9. When I’m alone I do REALLY weird things! For example, I LOVE standing in front of a mirror and pretending I’m being interviewed by E! News! I also dance and sing at the top of my lungs!

10. I LOVE Lady Gaga!

11.I Love my family and my best friend Kristal Kimbley

12. My favorite movies are Rent, Funny Girl, and The Way We Were

13.I am a writer. I am in the middle of trying to be published, and it has gotten kind of ugly.

14. I’m VERY close to my sister in law Dana. She is probably one of the closest people in my life. As weird as it sounds, she is the closest thing I have ever had to a mother.

15. I was brutally attacked when I was 15 walking home from school. I had to have my jaw reconstructed and wired shut.

16. One of my favorite writers is Chompsky

17. I collect interesting and new people. If I can’t find anything interesting about you- I won’t talk to you!
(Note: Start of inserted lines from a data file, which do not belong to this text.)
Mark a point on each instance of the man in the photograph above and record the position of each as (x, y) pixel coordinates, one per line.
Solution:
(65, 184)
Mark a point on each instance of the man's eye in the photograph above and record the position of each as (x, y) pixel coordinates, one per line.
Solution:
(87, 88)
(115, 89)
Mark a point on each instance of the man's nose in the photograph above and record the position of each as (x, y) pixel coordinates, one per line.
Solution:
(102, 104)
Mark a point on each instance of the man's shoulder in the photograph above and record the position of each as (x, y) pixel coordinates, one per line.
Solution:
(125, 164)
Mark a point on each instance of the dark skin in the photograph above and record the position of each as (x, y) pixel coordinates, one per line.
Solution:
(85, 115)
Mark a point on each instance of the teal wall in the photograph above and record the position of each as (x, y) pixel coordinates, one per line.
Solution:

18. My favorite television show was How I Met Your Mother.

19. I have been married to my best friend, Trenton Hagan for seven years now. When I met Trent it was like gravity pulled me toward him. It was like I had already known him. To this day he said he remembers thinking the same thing about me.

20. I REALLY like Tequilla!

21. I truly ENJOY helping people out!

22. I once met Bill Clinton, and he thanked me for the work I did with The Kentucky Democratic Party.